Malgré ses nombreux écueils (liés à la mise en scène pour la plupart), Sugar Man arrive à dépeindre avec rigueur et affection l'état d'esprit de ce Bob Dylan latino pétri d'humilité. Né à Detroit (Michigan) au début des années 1940, sixième enfant d'une famille d'immigrés mexicains, Sixto a grandi dans les milieux pauvres de la classe ouvrière américaine. Ses deux albums, Cold Fact et Coming from Reality, sont empreints de cette réalité sociale difficile, lui qui a travaillé toute sa vie pour une entreprise de démolition en parallèle des petits concerts donnés dans les bars avoisinants et de sa maîtrise de philosophie qu'il obtiendra en 1981.
Alors que ses albums sont des échecs retentissants aux États-Unis, Cold Fact connaît un succès inespéré en Afrique du Sud, dès 1974, où il devient disque d'or... sans que Rodriguez ne soit au courant, beaucoup le croyant mort immolé sur scène. Là-bas, la population noire victime de l'apartheid trouve dans ses paroles engagées un écho à leur révolte. Certaines chansons seront même interdites de diffusion sur les radios nationales : les vinyles aux sillons soigneusement raturés témoignent encore aujourd'hui de la censure du passé. Mais la musique de Rodriguez se répand malgré tout dans l'ensemble de la population sud-africaine, y compris chez les afrikaners conscients de la situation de leur pays. Il faudra attendre de longues années avant que la persévérance et la curiosité de quelque détective en herbe portent leurs fruits et permettent à Sixto Rodriguez de renouer avec son public et une célébrité toute relative. Le tout premier concert qu'il donnera en Afrique du Sud devant un parterre de fans dont il ignorait l'existence est un moment unique.
On peut franchement regretter certains aspects du documentaire de Malik Bendjelloul, qui verse par moments dans une forme de voyeurisme idiot en totale contradiction avec la mentalité du personnage qu'il suit.

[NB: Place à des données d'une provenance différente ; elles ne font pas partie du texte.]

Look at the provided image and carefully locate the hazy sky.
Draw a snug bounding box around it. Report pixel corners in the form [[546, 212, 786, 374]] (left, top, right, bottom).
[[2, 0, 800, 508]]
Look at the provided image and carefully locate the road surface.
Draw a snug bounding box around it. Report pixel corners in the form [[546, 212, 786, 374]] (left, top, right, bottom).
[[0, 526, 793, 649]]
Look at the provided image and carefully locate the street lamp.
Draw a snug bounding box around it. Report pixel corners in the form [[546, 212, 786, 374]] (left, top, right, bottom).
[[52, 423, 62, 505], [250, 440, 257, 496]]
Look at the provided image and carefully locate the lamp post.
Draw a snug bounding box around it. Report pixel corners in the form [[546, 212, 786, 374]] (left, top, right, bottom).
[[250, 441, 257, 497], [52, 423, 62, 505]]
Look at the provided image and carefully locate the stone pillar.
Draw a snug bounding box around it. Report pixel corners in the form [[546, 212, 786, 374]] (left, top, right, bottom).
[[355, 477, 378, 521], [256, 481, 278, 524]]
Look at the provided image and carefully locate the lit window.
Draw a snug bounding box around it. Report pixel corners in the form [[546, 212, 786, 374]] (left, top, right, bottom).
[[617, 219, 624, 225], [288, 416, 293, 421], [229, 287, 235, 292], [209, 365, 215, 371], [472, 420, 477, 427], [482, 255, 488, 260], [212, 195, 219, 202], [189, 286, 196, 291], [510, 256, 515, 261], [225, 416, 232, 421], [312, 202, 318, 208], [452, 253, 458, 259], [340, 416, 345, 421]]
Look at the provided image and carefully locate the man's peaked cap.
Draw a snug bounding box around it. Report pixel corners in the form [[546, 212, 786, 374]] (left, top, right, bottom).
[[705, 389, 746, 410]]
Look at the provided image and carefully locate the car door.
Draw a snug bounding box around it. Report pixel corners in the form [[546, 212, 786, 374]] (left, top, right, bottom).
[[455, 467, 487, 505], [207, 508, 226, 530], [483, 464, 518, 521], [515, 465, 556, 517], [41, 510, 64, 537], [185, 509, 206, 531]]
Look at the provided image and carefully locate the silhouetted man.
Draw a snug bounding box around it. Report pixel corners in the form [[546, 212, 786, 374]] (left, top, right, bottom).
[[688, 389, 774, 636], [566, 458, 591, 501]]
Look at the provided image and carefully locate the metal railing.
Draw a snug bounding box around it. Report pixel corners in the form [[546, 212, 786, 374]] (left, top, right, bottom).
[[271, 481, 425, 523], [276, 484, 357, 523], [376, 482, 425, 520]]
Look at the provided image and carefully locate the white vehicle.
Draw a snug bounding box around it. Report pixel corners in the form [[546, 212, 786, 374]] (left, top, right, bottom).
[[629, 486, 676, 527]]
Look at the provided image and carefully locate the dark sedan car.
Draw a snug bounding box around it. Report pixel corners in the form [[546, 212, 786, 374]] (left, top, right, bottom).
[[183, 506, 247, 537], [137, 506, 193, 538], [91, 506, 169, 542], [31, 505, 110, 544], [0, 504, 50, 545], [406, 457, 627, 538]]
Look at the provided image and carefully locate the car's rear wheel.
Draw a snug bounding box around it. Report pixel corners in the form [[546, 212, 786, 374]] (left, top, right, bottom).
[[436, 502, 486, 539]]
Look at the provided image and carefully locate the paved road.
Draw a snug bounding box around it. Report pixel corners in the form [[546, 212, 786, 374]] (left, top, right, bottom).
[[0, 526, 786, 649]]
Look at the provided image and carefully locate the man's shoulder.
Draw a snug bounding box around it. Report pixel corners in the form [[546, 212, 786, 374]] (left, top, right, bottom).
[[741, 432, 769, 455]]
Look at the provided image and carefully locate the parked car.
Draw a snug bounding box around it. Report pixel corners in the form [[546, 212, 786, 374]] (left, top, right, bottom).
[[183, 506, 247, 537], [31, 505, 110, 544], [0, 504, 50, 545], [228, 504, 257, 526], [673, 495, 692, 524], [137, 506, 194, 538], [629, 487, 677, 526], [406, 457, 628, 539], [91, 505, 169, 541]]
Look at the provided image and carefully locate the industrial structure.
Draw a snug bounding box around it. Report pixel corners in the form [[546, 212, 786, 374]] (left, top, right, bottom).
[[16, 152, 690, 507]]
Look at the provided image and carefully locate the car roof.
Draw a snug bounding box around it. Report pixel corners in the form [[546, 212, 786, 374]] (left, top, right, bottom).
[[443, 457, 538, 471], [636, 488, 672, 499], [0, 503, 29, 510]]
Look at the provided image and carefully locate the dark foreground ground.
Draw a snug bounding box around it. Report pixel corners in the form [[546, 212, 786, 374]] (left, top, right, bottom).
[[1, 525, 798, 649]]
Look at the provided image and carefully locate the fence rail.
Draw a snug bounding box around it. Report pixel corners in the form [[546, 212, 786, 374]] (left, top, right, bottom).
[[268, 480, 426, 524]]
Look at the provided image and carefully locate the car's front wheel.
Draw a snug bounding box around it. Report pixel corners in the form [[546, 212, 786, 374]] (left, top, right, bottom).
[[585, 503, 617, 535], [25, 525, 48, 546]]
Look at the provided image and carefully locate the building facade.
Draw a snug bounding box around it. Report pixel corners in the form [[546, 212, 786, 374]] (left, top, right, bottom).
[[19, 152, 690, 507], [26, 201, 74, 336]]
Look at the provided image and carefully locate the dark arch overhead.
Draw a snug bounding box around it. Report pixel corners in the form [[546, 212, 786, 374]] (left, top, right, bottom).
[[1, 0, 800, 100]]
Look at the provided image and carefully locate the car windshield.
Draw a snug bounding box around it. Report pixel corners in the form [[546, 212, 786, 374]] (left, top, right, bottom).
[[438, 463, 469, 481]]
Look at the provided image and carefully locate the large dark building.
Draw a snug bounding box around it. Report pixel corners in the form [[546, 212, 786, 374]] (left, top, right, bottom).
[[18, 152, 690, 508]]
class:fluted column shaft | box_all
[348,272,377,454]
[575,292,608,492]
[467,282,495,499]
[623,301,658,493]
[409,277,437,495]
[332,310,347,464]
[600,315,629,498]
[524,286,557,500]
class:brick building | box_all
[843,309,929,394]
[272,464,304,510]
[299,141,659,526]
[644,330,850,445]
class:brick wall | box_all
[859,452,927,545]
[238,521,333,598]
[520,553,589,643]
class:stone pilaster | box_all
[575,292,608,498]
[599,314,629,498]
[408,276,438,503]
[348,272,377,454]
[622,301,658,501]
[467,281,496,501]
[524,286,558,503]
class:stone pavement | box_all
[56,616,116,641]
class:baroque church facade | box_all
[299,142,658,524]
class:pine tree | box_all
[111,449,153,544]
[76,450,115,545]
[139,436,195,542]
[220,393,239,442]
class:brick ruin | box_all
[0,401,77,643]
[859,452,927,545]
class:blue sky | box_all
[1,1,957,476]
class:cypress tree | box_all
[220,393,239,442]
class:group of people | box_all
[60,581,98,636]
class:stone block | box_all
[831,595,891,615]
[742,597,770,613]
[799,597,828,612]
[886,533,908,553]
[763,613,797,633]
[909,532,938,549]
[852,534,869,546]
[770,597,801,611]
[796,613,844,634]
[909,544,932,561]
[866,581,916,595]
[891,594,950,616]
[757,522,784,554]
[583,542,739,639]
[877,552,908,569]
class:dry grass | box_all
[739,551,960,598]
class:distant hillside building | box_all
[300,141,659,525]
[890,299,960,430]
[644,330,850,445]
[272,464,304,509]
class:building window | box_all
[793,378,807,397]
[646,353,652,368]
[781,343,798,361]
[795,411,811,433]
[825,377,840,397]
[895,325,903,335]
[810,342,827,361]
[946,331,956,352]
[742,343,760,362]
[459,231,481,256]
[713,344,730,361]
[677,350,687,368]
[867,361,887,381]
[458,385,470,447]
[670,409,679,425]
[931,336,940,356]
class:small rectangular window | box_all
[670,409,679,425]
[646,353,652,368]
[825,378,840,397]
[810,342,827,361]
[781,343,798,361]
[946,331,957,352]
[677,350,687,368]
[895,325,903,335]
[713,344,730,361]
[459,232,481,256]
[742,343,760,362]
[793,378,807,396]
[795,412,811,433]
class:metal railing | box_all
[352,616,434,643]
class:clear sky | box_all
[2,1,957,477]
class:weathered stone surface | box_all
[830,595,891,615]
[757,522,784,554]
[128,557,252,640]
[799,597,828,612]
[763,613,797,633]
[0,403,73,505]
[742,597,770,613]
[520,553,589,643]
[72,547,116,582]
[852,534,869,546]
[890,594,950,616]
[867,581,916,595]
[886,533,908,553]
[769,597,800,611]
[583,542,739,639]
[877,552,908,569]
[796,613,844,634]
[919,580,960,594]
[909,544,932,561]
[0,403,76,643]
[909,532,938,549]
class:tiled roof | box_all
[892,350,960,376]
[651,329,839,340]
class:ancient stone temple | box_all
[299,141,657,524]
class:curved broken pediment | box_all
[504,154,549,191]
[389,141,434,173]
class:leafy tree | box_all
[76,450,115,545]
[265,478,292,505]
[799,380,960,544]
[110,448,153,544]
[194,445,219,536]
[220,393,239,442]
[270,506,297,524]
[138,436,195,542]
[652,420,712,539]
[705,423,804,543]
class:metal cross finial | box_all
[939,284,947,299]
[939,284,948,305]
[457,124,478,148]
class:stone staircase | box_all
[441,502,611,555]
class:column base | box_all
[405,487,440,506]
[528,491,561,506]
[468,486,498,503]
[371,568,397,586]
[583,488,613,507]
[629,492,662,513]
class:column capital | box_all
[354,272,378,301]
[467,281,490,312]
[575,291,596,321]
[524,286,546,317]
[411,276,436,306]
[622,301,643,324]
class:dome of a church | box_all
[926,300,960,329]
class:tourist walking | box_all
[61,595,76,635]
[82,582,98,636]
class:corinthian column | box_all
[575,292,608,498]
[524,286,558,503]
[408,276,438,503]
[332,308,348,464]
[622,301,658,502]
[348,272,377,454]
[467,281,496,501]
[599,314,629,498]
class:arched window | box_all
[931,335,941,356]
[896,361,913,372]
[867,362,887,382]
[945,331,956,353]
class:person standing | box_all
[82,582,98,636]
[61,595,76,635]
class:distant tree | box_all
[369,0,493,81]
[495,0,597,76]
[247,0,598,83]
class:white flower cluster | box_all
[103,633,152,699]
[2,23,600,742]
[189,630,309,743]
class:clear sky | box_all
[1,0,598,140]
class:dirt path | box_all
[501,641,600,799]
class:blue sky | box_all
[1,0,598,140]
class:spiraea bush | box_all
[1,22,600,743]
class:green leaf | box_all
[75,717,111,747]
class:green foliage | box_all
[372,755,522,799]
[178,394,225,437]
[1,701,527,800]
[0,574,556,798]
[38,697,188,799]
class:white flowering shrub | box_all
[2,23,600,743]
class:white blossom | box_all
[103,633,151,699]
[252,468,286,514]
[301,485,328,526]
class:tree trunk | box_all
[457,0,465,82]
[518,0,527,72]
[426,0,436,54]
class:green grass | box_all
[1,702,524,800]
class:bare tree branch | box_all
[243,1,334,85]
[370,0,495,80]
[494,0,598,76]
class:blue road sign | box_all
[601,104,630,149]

Il faut voir Steve Rowland, le producteur du second album, simuler l'étonnement face caméra avec son « oh mon dieu, je n'ai pas vu ces photos depuis 35 ans, » ou encore ces travellings terriblement artificiels de Sixto marchant dans la neige. Mais pour tout le reste, ce documentaire vaut la peine d'être vu. Rodriguez n'a jamais regretté d'être passé à côté d'une renommée planétaire et de la fortune dont elle se serait accompagnée. Aujourd'hui encore, il porte un regard incroyablement serein sur cette folle histoire, son histoire. Des passages poignants tournés dans la maison qu'il habite depuis 40 ans, chauffée au poêle à bois, aux aléas de son investissement dans la politique locale, la simplicité du personnage ne saurait laisser quiconque indifférent.